S’agissant du baccalauréat, l’analyse de la période 2019-2025 met en lumière une instabilité chronique. En 2019, le taux de réussite s’établissait à 37,6 %, avant de grimper à 48,2 % en 2020, puis de retomber à 45,3 % en 2021. Une embellie est notée en 2022 avec 51,9 %, mais cette tendance n’a pas résisté aux soubresauts politiques et sociaux des années suivantes. En 2025, le taux global se fixe à 47,7 %, avec seulement 20,8 % d’admis au premier tour. Les résultats désagrégés par série révèlent de profondes disparités. La série scientifique S1 affiche un taux de réussite exceptionnel de 97,6 %, dont 86,7 % dès le premier tour, portée par des effectifs réduits, un suivi individualisé et un respect rigoureux du quantum horaire. À l’inverse, la série littéraire L'1, qui concentre près d’un quart des candidats, n’enregistre que 38 % de réussite, avec un maigre 11 % au premier tour. La COSYDEP y voit le reflet d’un système d’orientation souvent subi, de classes pléthoriques et d’un encadrement insuffisant. Les séries S2, L2 et technologiques se situent dans une zone intermédiaire, confirmant que les filières scientifiques offrent globalement de meilleures perspectives que les littéraires.

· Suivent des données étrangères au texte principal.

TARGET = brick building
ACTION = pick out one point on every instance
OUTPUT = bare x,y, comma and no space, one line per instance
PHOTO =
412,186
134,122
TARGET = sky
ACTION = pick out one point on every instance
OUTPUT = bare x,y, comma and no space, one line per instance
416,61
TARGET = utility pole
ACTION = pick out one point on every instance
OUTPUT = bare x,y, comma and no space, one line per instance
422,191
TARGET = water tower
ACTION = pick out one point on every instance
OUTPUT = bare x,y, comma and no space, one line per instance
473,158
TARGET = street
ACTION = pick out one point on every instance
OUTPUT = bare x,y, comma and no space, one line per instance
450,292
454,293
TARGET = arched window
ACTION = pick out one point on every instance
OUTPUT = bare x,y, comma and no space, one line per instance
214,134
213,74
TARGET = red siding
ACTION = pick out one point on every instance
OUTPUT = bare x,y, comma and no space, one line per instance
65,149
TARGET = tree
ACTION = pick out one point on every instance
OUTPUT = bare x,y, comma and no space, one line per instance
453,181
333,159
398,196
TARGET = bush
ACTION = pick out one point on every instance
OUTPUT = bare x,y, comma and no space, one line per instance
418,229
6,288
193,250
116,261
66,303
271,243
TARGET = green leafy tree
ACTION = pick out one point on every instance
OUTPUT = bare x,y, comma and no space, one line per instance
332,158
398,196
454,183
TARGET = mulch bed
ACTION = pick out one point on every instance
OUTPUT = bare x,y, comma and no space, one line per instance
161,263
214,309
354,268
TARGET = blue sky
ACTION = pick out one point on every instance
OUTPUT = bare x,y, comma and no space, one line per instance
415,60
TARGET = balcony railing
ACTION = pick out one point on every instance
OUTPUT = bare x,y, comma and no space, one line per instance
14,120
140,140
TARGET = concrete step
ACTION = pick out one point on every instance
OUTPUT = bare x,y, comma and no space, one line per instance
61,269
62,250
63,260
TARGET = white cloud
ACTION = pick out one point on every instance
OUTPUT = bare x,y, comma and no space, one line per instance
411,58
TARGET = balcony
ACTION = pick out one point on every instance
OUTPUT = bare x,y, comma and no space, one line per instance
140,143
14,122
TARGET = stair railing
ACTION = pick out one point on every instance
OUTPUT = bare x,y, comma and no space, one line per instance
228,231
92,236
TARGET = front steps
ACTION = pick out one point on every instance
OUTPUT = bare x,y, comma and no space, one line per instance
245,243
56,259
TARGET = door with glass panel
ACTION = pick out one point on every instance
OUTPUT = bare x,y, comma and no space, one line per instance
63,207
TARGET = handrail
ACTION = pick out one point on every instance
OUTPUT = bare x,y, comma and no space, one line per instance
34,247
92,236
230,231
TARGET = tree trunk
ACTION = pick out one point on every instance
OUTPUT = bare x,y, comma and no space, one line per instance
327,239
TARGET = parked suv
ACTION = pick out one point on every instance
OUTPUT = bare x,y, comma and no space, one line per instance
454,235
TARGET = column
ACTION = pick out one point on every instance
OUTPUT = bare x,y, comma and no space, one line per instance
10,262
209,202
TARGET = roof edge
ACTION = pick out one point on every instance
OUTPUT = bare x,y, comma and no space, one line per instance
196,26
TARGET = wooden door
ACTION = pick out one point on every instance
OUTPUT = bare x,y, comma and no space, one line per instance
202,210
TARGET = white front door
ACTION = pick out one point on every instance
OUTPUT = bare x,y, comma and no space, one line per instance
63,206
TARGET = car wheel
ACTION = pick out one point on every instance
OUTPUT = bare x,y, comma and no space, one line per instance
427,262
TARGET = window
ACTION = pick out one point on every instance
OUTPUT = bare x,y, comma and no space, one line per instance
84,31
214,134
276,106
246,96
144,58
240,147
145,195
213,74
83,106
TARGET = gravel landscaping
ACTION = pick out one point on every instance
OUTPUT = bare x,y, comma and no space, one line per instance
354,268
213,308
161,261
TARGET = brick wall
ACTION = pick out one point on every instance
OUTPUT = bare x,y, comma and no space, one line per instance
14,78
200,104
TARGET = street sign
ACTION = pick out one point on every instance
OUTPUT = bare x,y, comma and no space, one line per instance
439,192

Le rapport souligne également d’importantes disparités régionales. Dakar domine avec 60,4 % de réussite et 11,4 % de mentions, loin devant Ziguinchor (38,4 % et 1,7 % de mentions) ou Sédhiou (36,7 % et 1,3 %). Ce contraste reflète la concentration des ressources et des enseignants expérimentés dans les zones urbaines, laissant les académies périphériques dans une situation de grande fragilité. Un cas particulièrement remarqué est celui de l’Office diocésain de l’enseignement catholique (ODEC), qui atteint 91,7 % de réussite et plus de 32 % de mentions, preuve de l’efficacité d’un encadrement rigoureux, de classes moins surchargées et d’un environnement scolaire maîtrisé.

L’une des originalités de cette édition est l’analyse croisée entre le BFEM et le BAC 2025. Elle révèle que les taux de réussite au BFEM, largement supérieurs, ne se traduisent pas toujours par des résultats positifs au BAC. Certaines académies comme Ziguinchor, Tambacounda, Kolda et Sédhiou, bien classées au BFEM, chutent fortement au BAC, ce qui interroge sur la cohérence du système d’évaluation et la continuité pédagogique entre le cycle moyen et le cycle secondaire. L’académie de Matam illustre un contre-exemple : elle est première au BFEM et quatrième au BAC, malgré son isolement géographique et le faible nombre d’écoles privées. Ces constats, selon la COSYDEP, plaident pour une harmonisation des pratiques et une meilleure articulation entre les différents cycles.

Au terme de son analyse, la COSYDEP formule une série de recommandations. Elle appelle d’abord à renforcer la qualité des apprentissages dès le primaire, pour éviter les échecs en cascade qui fragilisent l’ensemble du parcours scolaire. Elle insiste ensuite sur l’urgence de réduire les inégalités territoriales, à travers une meilleure répartition des enseignants, des infrastructures et du matériel pédagogique. Elle plaide pour l’instauration de dispositifs de remédiation systématiques après chaque examen, afin de soutenir les élèves en difficulté et d’améliorer la transition vers le niveau suivant.

La Coalition suggère également de repenser le système d’orientation, d’encourager les filières scientifiques et technologiques, et de mieux accompagner les élèves orientés par défaut vers les séries littéraires. Elle souligne enfin la nécessité de consolider la formation continue des enseignants, de renforcer les liens entre l’école et la communauté et de préparer le système éducatif à faire face aux crises, qu’elles soient sanitaires, politiques ou environnementales.

À travers ce rapport, la COSYDEP lance un signal fort : malgré des progrès ponctuels, le système éducatif sénégalais demeure instable et inégalitaire. Les résultats oscillants du CFEE, du BFEM et du BAC traduisent moins une incapacité des élèves qu’une fragilité structurelle. Pour la Coalition, seule une politique éducative cohérente, durable et inclusive, qui place l’équité et la qualité au cœur de ses priorités, permettra de transformer en profondeur l’école sénégalaise et de la rendre véritablement au service du développement national.